F1 score for C=1.0: 0.3725, accuracy: 41.16% 


### Preprocessing

In [8]:
def empty_preprocessor(s):
    return s

def better_preprocessor(s):
    rs = s.lower()
    # Replace some separators with spaces
    rs = re.sub('\n|-|/|\.', ' ', rs)
    # Eliminate everything else that isn't a letter or number
    rs = re.sub('[^0-9a-z ]+', '', rs)
    # Eliminate extraneous spaces
    rs = re.sub('\s{2,}', ' ', rs)
    prs = []
    # Drop some low-value words
    dumbwords = ['is', 'it', 'to', 'the', 'and', 'not', 'no', 'on', 'of', 'for', 'as', 'by', 'in', 'by', 'am', 'etc', \
                 'was', 'that', 'has', 'at', 'or', 'we', 'be', 'had']
    for word in rs.split():
        # Eliminate the -ing and -ly suffices
        word = word[:-3] if word[-3:]=='ing' and len(word) > 5 else word
        word = word[:-2] if word[-2:]=='ly' and len(word) > 5 else word
        # Trim words to 9 characters
        word = word[:9] if len(word) > 9 else word
        # Eliminate single-character words
        if len(word) > 1 and word not in dumbwords:
            prs.append(word)
    
    return " ".join(prs)

proc_train_data = [better_preprocessor(x) for x in X_train]
proc_test_data = [better_preprocessor(x) for x in X_test]

In [9]:
# Make a baseline vectorizer
vec = CountVectorizer()
vocab = vec.fit_transform(X_train)
test_vocab = vec.transform(X_test)
# Make a preprocessed vectorizer
vec_proc = CountVectorizer(preprocessor=better_preprocessor)
vocab_proc = vec_proc.fit_transform(X_train)
test_vocab_proc = vec_proc.transform(X_test)

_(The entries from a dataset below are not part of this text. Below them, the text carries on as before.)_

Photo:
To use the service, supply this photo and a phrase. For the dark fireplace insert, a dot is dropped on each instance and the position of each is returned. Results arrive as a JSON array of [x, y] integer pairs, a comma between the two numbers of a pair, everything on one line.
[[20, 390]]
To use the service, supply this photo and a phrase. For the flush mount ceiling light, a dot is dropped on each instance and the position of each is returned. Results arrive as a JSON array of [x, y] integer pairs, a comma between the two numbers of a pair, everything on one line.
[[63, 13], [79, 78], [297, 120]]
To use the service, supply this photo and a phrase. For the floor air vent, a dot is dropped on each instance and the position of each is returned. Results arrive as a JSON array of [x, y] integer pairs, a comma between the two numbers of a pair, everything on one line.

# Fit and predict the baseline
log = LogisticRegression(C=cmax[0], penalty='l2', solver='lbfgs', max_iter=4000, multi_class='multinomial')
log.fit(vocab, y_train)
log_predicted_labels = log.predict(test_vocab)
log_score = metrics.accuracy_score(y_test, log_predicted_labels)

# Fit and predict the pre-processed set
log_proc = LogisticRegression(C=cmax[0], penalty='l2', solver='lbfgs', max_iter=4000, multi_class='multinomial')
log_proc.fit(vocab_proc, y_train)
log_proc_predicted_labels = log_proc.predict(test_vocab_proc)
log_proc_score = metrics.accuracy_score(y_test, log_proc_predicted_labels)

# Print the results
print("Unprocessed: {:,} words with accuracy: {:.4f}\nPre-processed: {:,} words with accuracy: {:.4f}"
      .format(vocab.shape[1], log_score, vocab_proc.shape[1], log_proc_score))
print("Improvement: {:.4f}".format(log_proc_score-log_score))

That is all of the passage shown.